Parameter	Definition
$\epsilon$	probability that a juvenile female inherits the territory of its mother
$m$	number of territories a juvenile can disperse through before dying from predation, starvation, etc.
$h$	proportion of the region that is habitable
$p$	proportion of habitable sites that are occupied

The probability of not finding a suitable unoccupied territory in $m$ trials is $(1-\epsilon)(ph + 1 - h)^m$. Thus, for a population in demographic equilibrium

$$[1 - (1-\epsilon)(ph + 1 - h)^m]R'_0 = 1 \quad ,$$

where

$$R'_0 = \sum_{x=0}^\infty l'_xf_x$$

is the mean lifetime production of offspring per female, given that she finds a territory, and $l'_x$ is the probability of survival to age $x$, given that she finds a territory. For our model $R'_0 = l'_\alpha b/(1-s)$.

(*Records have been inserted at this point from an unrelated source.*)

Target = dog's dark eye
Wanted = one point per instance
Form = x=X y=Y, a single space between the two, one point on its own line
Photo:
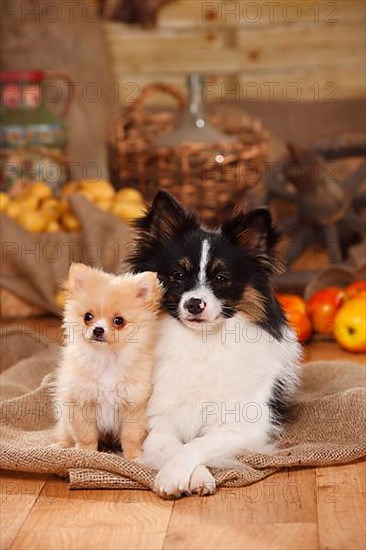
x=177 y=277
x=220 y=279
x=118 y=321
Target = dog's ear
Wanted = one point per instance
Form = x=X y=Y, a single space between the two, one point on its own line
x=166 y=217
x=253 y=231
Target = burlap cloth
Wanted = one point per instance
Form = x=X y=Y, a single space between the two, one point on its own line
x=328 y=426
x=33 y=265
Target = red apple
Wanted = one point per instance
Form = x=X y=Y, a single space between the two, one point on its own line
x=294 y=308
x=322 y=308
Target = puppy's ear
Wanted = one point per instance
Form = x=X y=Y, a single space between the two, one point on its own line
x=147 y=286
x=166 y=217
x=77 y=276
x=253 y=231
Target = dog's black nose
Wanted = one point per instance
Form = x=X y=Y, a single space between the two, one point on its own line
x=98 y=331
x=195 y=305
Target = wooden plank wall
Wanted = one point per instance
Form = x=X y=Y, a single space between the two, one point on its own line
x=250 y=51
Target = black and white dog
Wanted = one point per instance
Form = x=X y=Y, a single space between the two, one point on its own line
x=227 y=362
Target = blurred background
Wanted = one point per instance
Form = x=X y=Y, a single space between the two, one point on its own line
x=224 y=103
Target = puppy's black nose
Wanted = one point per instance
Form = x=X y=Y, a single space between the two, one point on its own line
x=195 y=305
x=98 y=331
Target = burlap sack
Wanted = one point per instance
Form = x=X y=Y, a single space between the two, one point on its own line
x=33 y=265
x=328 y=427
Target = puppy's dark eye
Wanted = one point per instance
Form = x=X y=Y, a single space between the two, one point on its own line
x=177 y=277
x=118 y=321
x=220 y=279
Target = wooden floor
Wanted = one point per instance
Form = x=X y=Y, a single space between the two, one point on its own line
x=318 y=508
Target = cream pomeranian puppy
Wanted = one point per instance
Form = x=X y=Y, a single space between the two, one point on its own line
x=104 y=378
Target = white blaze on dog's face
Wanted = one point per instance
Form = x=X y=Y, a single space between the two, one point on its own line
x=209 y=276
x=200 y=305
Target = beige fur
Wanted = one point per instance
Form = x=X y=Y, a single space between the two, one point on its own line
x=103 y=387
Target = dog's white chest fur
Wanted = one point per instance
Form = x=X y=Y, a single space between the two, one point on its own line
x=222 y=375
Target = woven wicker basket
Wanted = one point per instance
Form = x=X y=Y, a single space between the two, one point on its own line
x=190 y=171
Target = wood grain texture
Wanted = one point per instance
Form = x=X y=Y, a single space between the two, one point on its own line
x=18 y=493
x=318 y=46
x=63 y=519
x=300 y=509
x=341 y=506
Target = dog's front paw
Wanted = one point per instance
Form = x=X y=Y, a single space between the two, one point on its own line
x=172 y=481
x=202 y=483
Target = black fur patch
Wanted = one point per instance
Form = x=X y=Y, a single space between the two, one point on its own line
x=281 y=403
x=242 y=255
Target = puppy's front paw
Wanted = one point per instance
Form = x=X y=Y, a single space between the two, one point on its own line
x=172 y=481
x=202 y=483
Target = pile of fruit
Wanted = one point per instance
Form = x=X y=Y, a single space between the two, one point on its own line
x=37 y=209
x=333 y=312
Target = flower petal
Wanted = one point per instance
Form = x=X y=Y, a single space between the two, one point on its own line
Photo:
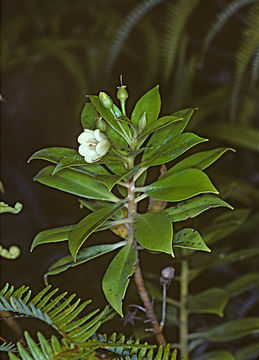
x=102 y=147
x=99 y=136
x=83 y=149
x=86 y=136
x=90 y=157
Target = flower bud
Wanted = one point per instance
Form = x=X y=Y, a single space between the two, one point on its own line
x=142 y=123
x=116 y=111
x=122 y=93
x=168 y=273
x=105 y=100
x=101 y=124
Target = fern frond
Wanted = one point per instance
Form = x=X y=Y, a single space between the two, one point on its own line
x=48 y=350
x=125 y=28
x=60 y=312
x=222 y=17
x=177 y=15
x=8 y=346
x=246 y=51
x=118 y=346
x=255 y=68
x=132 y=349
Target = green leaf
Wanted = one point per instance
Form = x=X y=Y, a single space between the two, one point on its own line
x=217 y=355
x=190 y=239
x=122 y=128
x=74 y=182
x=211 y=301
x=223 y=225
x=200 y=160
x=164 y=146
x=249 y=352
x=159 y=124
x=52 y=154
x=52 y=235
x=239 y=135
x=88 y=116
x=79 y=163
x=243 y=283
x=149 y=103
x=83 y=256
x=111 y=180
x=193 y=207
x=233 y=330
x=180 y=186
x=65 y=157
x=88 y=225
x=178 y=127
x=154 y=232
x=116 y=278
x=5 y=208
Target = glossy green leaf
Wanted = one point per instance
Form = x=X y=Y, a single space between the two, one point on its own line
x=154 y=231
x=189 y=239
x=159 y=124
x=211 y=301
x=111 y=180
x=98 y=204
x=65 y=157
x=233 y=329
x=5 y=208
x=116 y=139
x=149 y=103
x=238 y=135
x=121 y=127
x=249 y=352
x=223 y=225
x=164 y=147
x=116 y=278
x=200 y=160
x=52 y=154
x=216 y=355
x=52 y=235
x=243 y=283
x=83 y=256
x=88 y=116
x=193 y=207
x=79 y=163
x=74 y=182
x=180 y=186
x=178 y=127
x=88 y=225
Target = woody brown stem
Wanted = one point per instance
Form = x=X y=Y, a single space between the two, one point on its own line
x=148 y=305
x=137 y=273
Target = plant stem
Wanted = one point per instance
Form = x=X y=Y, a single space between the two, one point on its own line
x=183 y=311
x=137 y=273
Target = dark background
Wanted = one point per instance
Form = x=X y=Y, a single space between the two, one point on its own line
x=54 y=52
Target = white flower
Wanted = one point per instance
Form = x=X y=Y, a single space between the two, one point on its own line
x=93 y=145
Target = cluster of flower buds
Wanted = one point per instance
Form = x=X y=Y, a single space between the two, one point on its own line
x=93 y=145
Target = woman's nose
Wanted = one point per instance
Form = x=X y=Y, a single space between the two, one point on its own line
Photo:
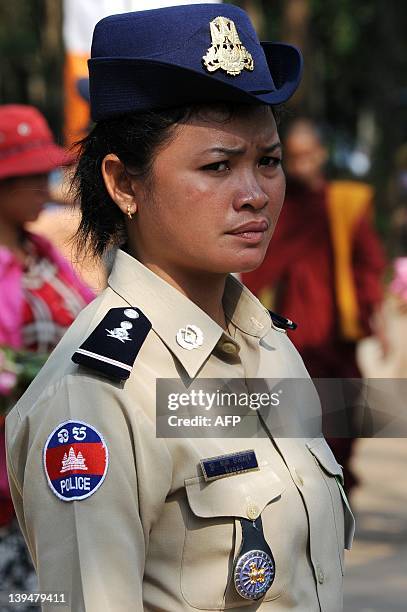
x=251 y=195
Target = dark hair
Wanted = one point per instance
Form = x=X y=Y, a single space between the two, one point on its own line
x=136 y=139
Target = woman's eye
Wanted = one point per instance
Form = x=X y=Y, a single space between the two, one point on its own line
x=270 y=162
x=217 y=166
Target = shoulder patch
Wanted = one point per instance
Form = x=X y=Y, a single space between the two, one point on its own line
x=113 y=345
x=281 y=322
x=75 y=460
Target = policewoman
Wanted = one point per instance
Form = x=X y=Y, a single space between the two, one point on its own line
x=183 y=172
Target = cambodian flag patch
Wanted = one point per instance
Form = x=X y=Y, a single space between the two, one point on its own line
x=75 y=460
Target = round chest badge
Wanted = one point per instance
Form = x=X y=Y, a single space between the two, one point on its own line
x=75 y=460
x=254 y=574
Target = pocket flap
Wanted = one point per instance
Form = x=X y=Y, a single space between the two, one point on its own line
x=233 y=495
x=325 y=457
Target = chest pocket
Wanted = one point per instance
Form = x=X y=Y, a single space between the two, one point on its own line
x=333 y=474
x=213 y=535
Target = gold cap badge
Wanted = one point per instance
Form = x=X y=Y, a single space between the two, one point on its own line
x=227 y=51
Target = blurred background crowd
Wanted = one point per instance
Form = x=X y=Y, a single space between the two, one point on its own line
x=337 y=264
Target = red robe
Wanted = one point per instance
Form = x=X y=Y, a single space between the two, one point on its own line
x=300 y=268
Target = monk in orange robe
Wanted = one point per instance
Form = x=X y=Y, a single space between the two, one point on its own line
x=324 y=265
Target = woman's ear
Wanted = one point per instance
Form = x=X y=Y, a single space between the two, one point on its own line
x=118 y=184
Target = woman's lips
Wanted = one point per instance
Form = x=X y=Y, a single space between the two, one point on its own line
x=252 y=232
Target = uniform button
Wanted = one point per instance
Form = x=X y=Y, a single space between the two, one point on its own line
x=299 y=478
x=229 y=348
x=256 y=323
x=320 y=574
x=253 y=511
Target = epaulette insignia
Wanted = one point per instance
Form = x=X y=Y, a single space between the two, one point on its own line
x=113 y=345
x=282 y=322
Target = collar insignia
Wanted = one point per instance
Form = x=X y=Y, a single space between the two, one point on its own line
x=227 y=51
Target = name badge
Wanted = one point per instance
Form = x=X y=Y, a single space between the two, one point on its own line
x=229 y=465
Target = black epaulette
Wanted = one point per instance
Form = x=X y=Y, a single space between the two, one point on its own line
x=282 y=322
x=113 y=345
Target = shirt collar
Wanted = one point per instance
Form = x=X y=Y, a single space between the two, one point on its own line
x=169 y=311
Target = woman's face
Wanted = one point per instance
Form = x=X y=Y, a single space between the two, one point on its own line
x=22 y=198
x=214 y=197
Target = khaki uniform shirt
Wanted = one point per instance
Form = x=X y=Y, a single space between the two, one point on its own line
x=155 y=536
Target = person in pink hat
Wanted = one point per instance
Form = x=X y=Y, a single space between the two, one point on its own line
x=40 y=295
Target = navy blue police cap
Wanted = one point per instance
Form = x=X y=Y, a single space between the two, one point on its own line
x=199 y=53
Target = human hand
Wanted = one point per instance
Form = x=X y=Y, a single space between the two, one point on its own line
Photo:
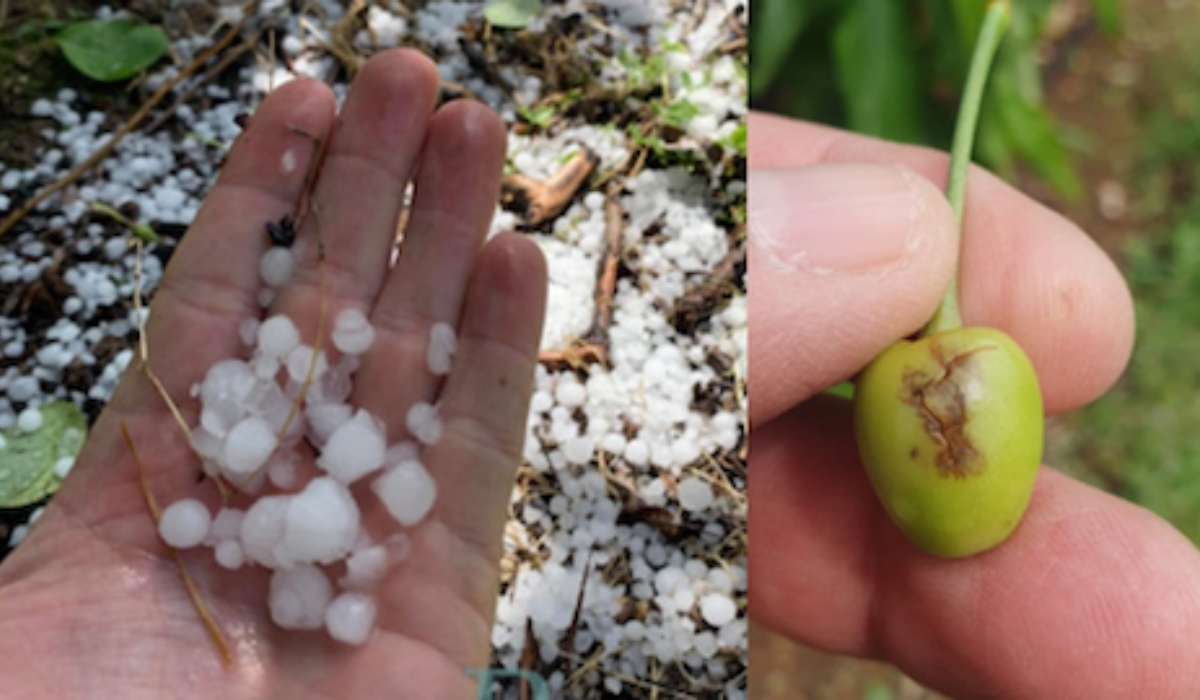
x=93 y=605
x=1092 y=597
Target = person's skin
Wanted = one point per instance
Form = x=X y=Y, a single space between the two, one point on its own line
x=91 y=605
x=851 y=249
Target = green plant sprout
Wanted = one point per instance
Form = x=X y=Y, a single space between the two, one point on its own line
x=949 y=426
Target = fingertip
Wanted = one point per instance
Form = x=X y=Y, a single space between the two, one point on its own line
x=468 y=129
x=515 y=268
x=845 y=258
x=267 y=154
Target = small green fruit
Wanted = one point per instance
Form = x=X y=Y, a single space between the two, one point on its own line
x=949 y=429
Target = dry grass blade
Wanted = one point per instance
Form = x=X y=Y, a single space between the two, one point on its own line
x=202 y=608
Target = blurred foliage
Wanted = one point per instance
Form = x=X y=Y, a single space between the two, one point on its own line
x=1140 y=440
x=895 y=67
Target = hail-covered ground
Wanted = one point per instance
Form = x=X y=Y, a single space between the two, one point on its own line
x=624 y=573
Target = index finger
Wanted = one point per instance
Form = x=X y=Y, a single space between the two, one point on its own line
x=1024 y=269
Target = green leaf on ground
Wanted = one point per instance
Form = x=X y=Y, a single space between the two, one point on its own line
x=511 y=13
x=27 y=461
x=112 y=49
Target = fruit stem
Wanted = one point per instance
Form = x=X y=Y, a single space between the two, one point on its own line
x=947 y=316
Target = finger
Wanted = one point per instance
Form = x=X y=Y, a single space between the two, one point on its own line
x=360 y=189
x=211 y=282
x=1025 y=269
x=845 y=259
x=486 y=398
x=1091 y=597
x=453 y=204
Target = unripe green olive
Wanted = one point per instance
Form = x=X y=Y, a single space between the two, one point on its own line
x=949 y=428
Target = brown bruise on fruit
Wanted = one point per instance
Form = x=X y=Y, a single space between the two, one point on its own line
x=941 y=404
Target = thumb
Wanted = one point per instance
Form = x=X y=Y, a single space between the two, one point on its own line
x=844 y=259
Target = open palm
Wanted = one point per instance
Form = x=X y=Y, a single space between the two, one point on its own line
x=93 y=605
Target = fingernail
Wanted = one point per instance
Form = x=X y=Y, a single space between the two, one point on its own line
x=835 y=217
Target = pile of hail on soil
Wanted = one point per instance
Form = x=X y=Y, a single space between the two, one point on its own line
x=624 y=572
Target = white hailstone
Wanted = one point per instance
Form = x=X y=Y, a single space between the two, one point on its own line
x=249 y=446
x=29 y=420
x=334 y=387
x=424 y=423
x=636 y=453
x=718 y=609
x=249 y=331
x=217 y=419
x=355 y=448
x=185 y=524
x=23 y=388
x=277 y=336
x=207 y=444
x=299 y=597
x=579 y=450
x=277 y=265
x=227 y=525
x=407 y=490
x=299 y=360
x=443 y=345
x=706 y=644
x=353 y=333
x=351 y=617
x=321 y=524
x=570 y=394
x=695 y=495
x=402 y=450
x=365 y=567
x=264 y=366
x=229 y=555
x=324 y=419
x=227 y=387
x=262 y=530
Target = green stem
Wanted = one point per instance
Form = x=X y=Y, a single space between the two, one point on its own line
x=947 y=316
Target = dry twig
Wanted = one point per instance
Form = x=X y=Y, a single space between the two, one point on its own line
x=130 y=125
x=202 y=608
x=540 y=201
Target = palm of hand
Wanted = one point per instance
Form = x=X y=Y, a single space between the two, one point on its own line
x=95 y=588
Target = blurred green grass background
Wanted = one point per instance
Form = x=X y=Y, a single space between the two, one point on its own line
x=1095 y=109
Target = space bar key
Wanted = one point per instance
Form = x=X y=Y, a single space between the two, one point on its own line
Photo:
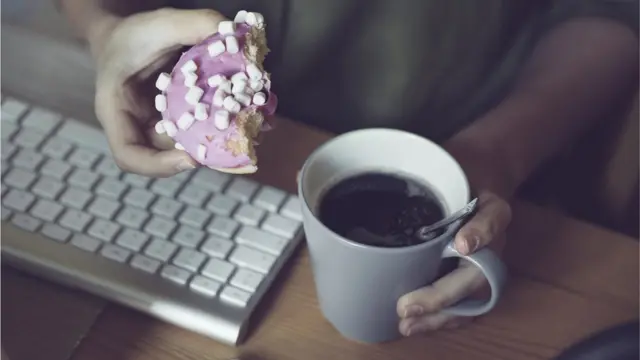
x=83 y=135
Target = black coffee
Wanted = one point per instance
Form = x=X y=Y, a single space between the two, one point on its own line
x=379 y=209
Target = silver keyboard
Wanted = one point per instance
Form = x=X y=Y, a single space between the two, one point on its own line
x=198 y=250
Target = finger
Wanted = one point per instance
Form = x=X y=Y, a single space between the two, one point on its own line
x=448 y=290
x=425 y=323
x=492 y=219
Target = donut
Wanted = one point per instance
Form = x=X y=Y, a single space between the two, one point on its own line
x=218 y=99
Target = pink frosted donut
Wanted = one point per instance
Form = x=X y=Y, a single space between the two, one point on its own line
x=215 y=100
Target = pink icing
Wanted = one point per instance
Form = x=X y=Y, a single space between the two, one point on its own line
x=205 y=132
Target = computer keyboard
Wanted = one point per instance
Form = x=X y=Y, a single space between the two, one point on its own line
x=199 y=249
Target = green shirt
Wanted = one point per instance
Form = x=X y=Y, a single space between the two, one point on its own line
x=426 y=66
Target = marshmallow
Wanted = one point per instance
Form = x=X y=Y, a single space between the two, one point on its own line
x=190 y=79
x=226 y=27
x=254 y=19
x=216 y=80
x=231 y=104
x=254 y=72
x=189 y=66
x=160 y=127
x=194 y=95
x=170 y=127
x=238 y=86
x=221 y=119
x=242 y=98
x=232 y=44
x=239 y=77
x=216 y=48
x=200 y=112
x=161 y=102
x=202 y=152
x=259 y=98
x=218 y=97
x=256 y=85
x=163 y=81
x=185 y=121
x=241 y=17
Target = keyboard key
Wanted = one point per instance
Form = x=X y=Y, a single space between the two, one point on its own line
x=139 y=198
x=132 y=217
x=261 y=240
x=242 y=189
x=246 y=280
x=160 y=249
x=111 y=188
x=48 y=188
x=249 y=214
x=136 y=180
x=292 y=209
x=194 y=217
x=19 y=179
x=217 y=247
x=28 y=138
x=83 y=179
x=223 y=226
x=132 y=239
x=189 y=237
x=46 y=210
x=204 y=286
x=193 y=195
x=75 y=198
x=104 y=208
x=235 y=296
x=144 y=263
x=56 y=169
x=166 y=207
x=18 y=200
x=253 y=259
x=108 y=167
x=115 y=253
x=55 y=232
x=218 y=269
x=281 y=225
x=159 y=227
x=27 y=159
x=56 y=148
x=269 y=198
x=166 y=187
x=83 y=158
x=103 y=230
x=85 y=243
x=211 y=180
x=26 y=222
x=222 y=205
x=175 y=274
x=189 y=259
x=75 y=220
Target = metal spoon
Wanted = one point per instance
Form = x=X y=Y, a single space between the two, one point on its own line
x=428 y=232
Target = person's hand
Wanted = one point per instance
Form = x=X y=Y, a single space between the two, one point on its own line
x=420 y=310
x=130 y=53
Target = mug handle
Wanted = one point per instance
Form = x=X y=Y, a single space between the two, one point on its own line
x=492 y=268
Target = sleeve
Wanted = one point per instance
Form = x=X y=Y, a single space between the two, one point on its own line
x=623 y=11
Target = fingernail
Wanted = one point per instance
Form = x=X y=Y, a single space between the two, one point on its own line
x=184 y=165
x=413 y=310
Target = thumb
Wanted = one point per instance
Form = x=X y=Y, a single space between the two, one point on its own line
x=172 y=27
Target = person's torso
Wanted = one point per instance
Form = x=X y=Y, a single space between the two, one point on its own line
x=426 y=66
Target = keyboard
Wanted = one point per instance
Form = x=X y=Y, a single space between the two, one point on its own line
x=198 y=250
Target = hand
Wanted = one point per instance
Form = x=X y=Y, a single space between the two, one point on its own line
x=419 y=310
x=130 y=54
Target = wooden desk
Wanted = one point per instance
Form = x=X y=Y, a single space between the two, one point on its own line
x=569 y=279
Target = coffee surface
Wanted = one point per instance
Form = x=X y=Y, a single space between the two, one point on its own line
x=379 y=209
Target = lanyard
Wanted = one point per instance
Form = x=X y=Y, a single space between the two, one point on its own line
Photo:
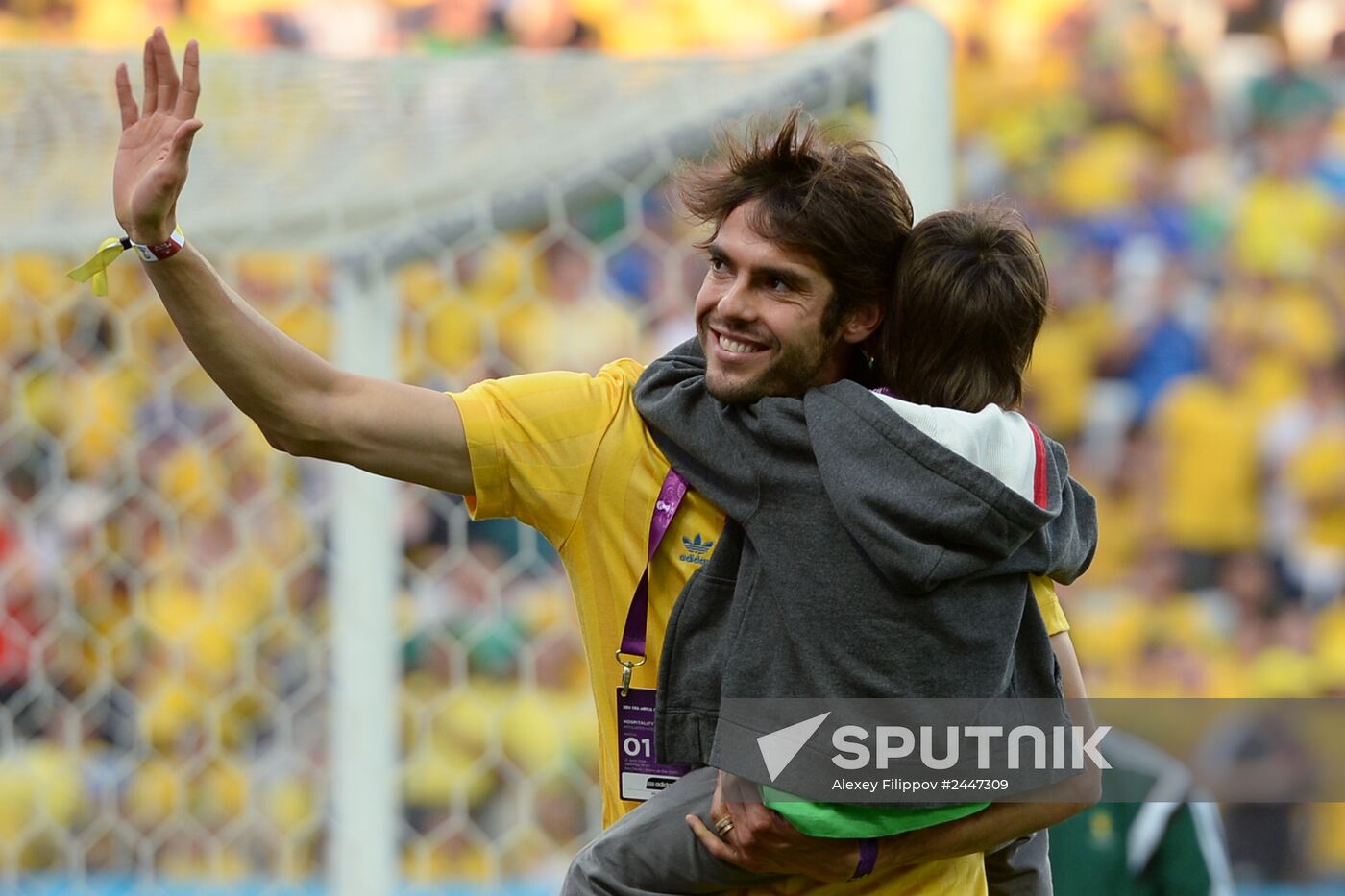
x=636 y=618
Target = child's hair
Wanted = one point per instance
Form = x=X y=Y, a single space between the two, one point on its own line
x=970 y=298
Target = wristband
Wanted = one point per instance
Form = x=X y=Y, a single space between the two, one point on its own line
x=868 y=859
x=160 y=251
x=96 y=269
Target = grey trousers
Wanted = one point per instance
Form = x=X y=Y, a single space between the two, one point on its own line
x=651 y=852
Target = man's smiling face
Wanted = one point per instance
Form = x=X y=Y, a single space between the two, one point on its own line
x=760 y=316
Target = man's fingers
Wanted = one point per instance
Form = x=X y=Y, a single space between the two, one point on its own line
x=712 y=844
x=190 y=90
x=182 y=138
x=151 y=98
x=130 y=113
x=165 y=70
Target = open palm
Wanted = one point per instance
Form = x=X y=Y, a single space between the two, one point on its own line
x=155 y=140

We can solve the above equation for the equilibrium number of patches occupied.

$$\hat p = \left\{ \begin{array}{rl} 1 - \frac{1 - k}{h} & \hbox{for }h > 1-k \\ 0 & \hbox{for }h \le 1-k \end{array}\right.$$

where

$$k = [(1-1/R'_0)/(1-\epsilon)]^{1/m} \quad .$$

$k$ is the equilibrium occupancy of patches when the entire region is habitable ($h=1$). The population can persist only if $h > 1-k$.

National forests in the Douglas-fir region of Washington and Oregon contained about 38% forest greater than 200 years old in 1987. Thus, $h \approx 0.38$. Recent surveys have suggested that about 44% of the appropriate sites are currently occupied, i.e., $p \approx 0.44$. Assuming that the population is demographically stable, as suggested by the Leslie matrix model, then we can solve for $k$ as

$$\begin{eqnarray*} k &=& 1 - h(1-p) \\ &\approx& 0.79 \end{eqnarray*}$$

Future Forest Service plans suggest leaving 7% to 16% of forest in stands older than 200 years. $1-k = 0.21 > 0.07-0.16$. Therefore, this course of action seems likely to doom spotted owls to extinction. Note: Even if habitat occupancy estimates are highly inaccurate, this conclusion does not change much. Suppose 60% of all suitable habitat is occupied. Then $k \approx 0.85, 1-k \approx 0.15$

These estimates for $k$ may be optimistic because older owls are likely to pack more densely into existing habitat as harvest continues. Thus, recent estimates of habitat occupancy may be overestimates. If equilibrium occupancy rates are 50% lower than those currently seen (not unreasonable given the long life-span of these birds), then $k = 0.70$.

Moreover, these calculations are overly optimistic about the persistence possibilities. They are, after all, based on the assumption that the population is demographically stable, which it is not.